Mr. Kelley, 39, formed Ford partnerships with what he dubs "the best of the online world," including Yahoo!, teen site Bolt.com, women's site iVillage and Oracle Corp. In addition, Ford has taken equity stakes in Microsoft Corp.'s CarPoint.com and J.D. Power & Associates' Carclub.com.
In the future, he predicts success will be based on combining the best of the online world with the best brick-and-mortar companies, or what he calls "the best in e-tail and the best in retail."

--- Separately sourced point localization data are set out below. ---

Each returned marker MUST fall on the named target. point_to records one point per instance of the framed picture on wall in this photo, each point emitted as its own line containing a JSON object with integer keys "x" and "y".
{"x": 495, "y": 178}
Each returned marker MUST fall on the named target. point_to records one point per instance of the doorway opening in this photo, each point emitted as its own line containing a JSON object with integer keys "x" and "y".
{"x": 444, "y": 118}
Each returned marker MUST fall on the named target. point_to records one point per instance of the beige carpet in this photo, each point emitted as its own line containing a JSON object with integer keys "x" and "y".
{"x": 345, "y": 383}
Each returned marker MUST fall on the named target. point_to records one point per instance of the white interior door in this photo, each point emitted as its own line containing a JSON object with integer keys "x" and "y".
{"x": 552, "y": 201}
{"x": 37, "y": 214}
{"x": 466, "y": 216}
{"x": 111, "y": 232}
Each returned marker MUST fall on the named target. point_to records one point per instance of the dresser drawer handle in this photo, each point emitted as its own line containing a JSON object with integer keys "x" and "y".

CAN'T STOP INFORMATION FLOW
He's learned marketers can't stop the flow of information to consumers online, and those that try to set up impediments won't grow as fast as those that do provide it. Dealers of Ford and its stable of car brands provide vehicle prices on their Web sites, accessible via ford.com. Consumers who turn to third-party Web sites for pricing risk getting inaccurate information.
"Our dealers own the cars. So when they put prices online, that's what they're going to charge," he says.

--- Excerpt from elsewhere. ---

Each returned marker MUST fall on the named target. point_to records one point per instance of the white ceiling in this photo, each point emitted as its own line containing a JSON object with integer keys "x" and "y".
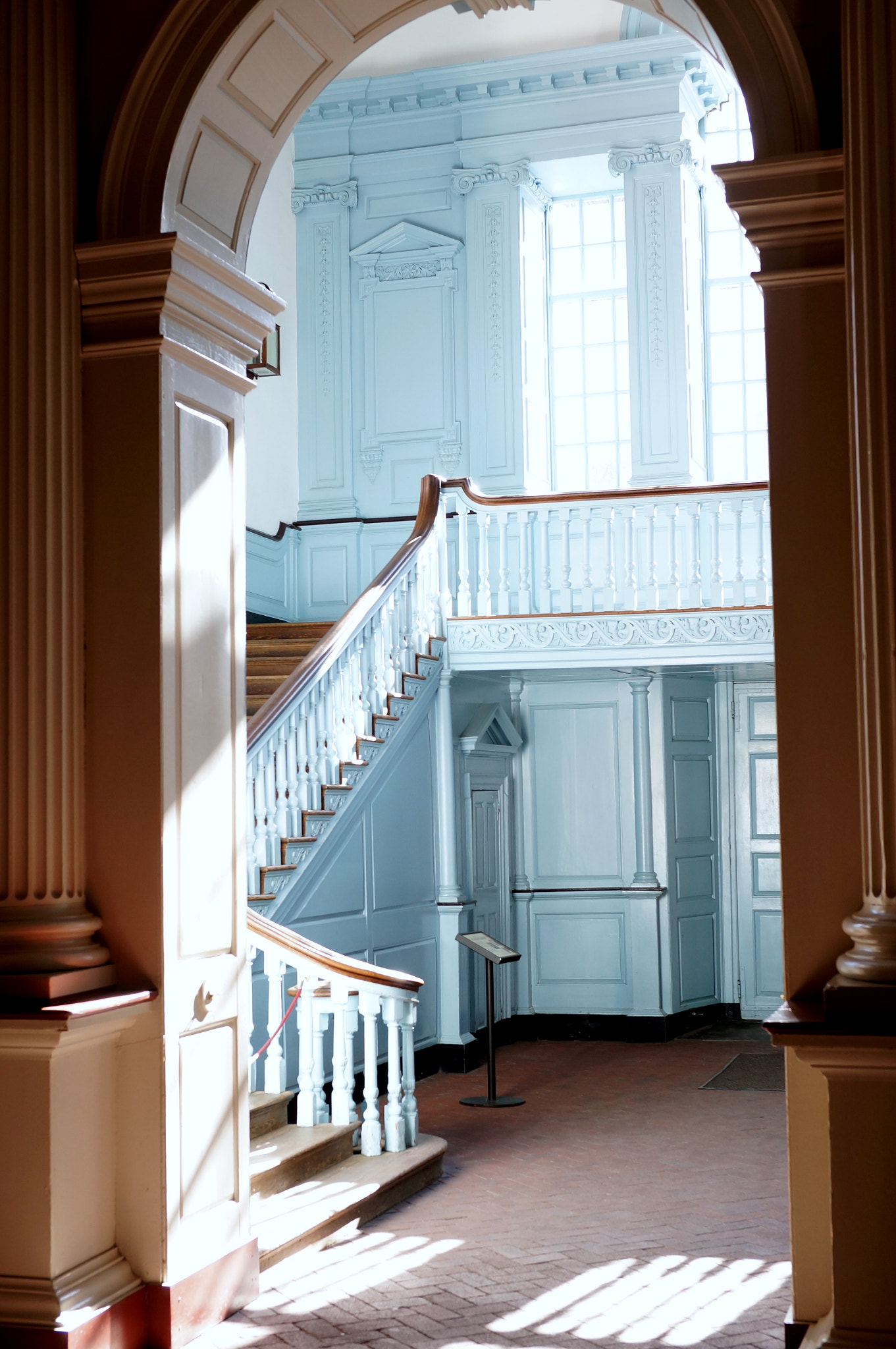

Mr. Kelley came into the brand realm when he joined Procter & Gamble Co., where he held a number of brand management posts. He moved into appliances with his 1994 switch to General Electric Co. In a speech this summer, he said he probably knows more about washers and dryers than anyone he knows as a result of the time he spent at GE.
During that speech, he said the Internet provides a huge opportunity to draw customers to Ford brands online, build loyalty and improve the buying experience -- both online and at dealerships.
And in the online realm, strong, trusted brands such as Ford win out over lesser-known ones, Mr. Kelley insists. He says 75% of prospects who order a certified-used Ford vehicle via one of its Web sites end up buying it vs. the less than 25% who buy a used vehicle from a third-party auto-buying site.
A SITE FOR EVERY BRAND
The auto marketer's brand stable offers Ford, Jaguar, Land Rover, Lincoln, Mazda, Mercury and Volvo vehicles. Each brand has its own Web site that links to Ford's and to dealers.
The Yahoo! partnership, announced at the start of this year, is driving traffic from Yahoo! Autos to Ford's online site, which averages roughly 1.5 million unique visitors a month, according to Media Metrix.
The iVillage and Bolt ventures aren't generating as many eyeballs. But, Mr. Kelley says, Ford has been able to get better "depth of interaction" with visitors to those two sites who reveal their likes and dislikes about the Ford vehicles they own.
"We learn every month from consumer comments on the Web sites."